Economic growth Netherlands, Germany and US
Economic growth: parallels and contrasts
The most noticeable difference between the two periods is in the course of economic growth of the Netherlands, Germany and the United States. From 1996 to 2000 the developments are parallel for the three countries, although German economic growth was 2 percentage points lower than the other two countries. From mid 2000 the figures are closer together. This is in sharp contrast with economic growth in the first half of the nineties. The effects of the reunification pushed up German growth to high levels in 1990 and 1991, while in the US growth slipped intro recession. Once the spending impulse of the reunification had petered out in mid 1992, Germany also went into a delayed recession. In the Netherlands the sharp fall in the course of 1992 can indeed be regarded as the final stage in a longer period of economic recession, which had started in the first quarter of 1990. This fall stopped temporarily in 1991 because of the positive economic impulses of the German reunification on industrial activity in the Netherlands.
Household consumption, investment and exports
Labour and wage developments
We can see that the rapid decline in the Netherlands after the beginning of 1992 was part of a longer period of decreasing growth when we compare developments on the labour market and in wages. Registered unemployment, for example, rose by 65 thousand in 1992 and the first half of 1993. The number of vacancies fell by 45 thousand in the same period and the rate of wage increases also slowed down. Up to now these developments have not been seen in the period since the beginning of 2000. Unemployment has fallen by 85 thousand, the number of vacancies has risen by 15 thousand and wage increases have been accelerating.

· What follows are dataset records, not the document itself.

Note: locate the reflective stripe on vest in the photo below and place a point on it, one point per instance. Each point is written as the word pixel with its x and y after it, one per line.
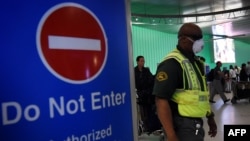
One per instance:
pixel 192 101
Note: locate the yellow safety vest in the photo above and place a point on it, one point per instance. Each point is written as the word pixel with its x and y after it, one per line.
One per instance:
pixel 192 102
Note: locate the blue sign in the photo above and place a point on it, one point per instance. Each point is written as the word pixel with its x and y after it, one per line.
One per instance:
pixel 65 73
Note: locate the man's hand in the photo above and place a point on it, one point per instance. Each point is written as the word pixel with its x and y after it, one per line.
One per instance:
pixel 212 127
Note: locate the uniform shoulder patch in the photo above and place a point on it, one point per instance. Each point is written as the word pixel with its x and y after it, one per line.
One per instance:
pixel 161 76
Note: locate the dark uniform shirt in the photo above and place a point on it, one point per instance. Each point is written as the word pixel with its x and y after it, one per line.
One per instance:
pixel 169 77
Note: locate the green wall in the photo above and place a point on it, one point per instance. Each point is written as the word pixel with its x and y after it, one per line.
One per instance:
pixel 154 45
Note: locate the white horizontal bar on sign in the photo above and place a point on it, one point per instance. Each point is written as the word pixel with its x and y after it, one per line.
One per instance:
pixel 73 43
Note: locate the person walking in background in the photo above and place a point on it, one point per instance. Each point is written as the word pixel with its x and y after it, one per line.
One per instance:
pixel 179 78
pixel 217 85
pixel 144 82
pixel 232 78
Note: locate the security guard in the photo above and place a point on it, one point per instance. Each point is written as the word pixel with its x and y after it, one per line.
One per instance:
pixel 180 88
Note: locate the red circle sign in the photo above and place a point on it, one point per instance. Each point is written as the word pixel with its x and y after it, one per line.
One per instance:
pixel 72 43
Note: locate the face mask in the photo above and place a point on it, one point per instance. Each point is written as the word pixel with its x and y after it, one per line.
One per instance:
pixel 197 45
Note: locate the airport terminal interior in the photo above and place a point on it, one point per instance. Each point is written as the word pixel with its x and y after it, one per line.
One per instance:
pixel 225 114
pixel 152 18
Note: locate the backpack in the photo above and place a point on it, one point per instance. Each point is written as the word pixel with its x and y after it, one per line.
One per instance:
pixel 210 75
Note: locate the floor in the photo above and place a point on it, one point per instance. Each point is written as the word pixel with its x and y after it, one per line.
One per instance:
pixel 228 113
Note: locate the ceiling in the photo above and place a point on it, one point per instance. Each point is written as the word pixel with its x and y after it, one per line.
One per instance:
pixel 232 17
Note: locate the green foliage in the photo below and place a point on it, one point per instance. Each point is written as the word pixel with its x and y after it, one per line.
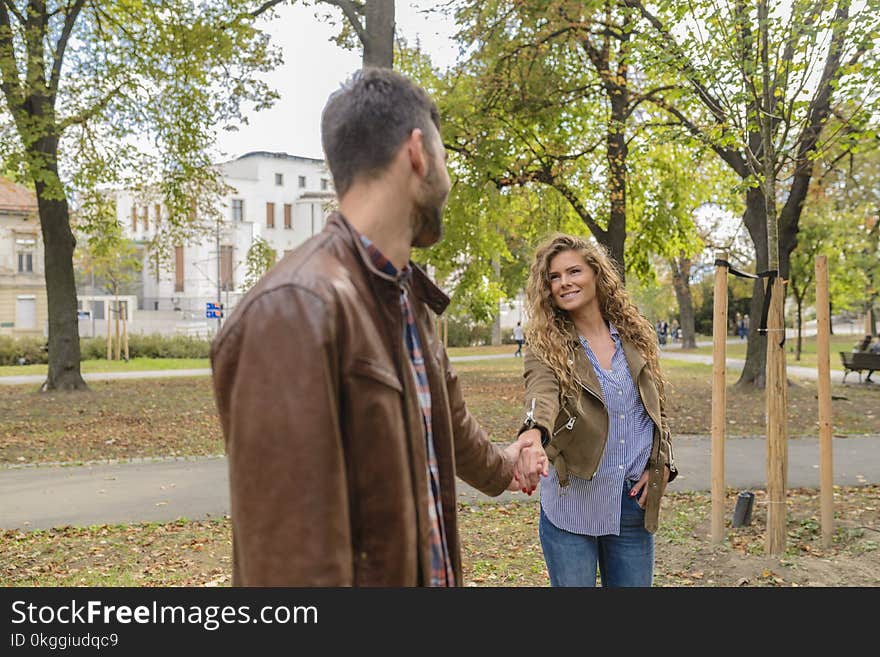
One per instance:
pixel 259 259
pixel 113 260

Partly because of the preceding recovery in the US, the economic dip in the Netherlands after the first quarter of 1992 remained limited. Exports and household spending recovered first. In the second quarter of 1993 the economy grew by 1% again. Remarkably, the confidence of producers and consumers improved only later. The underlying differences between the two periods and the dramatic events in America on 11 September make it difficult to give any estimation of how long the present dip will last.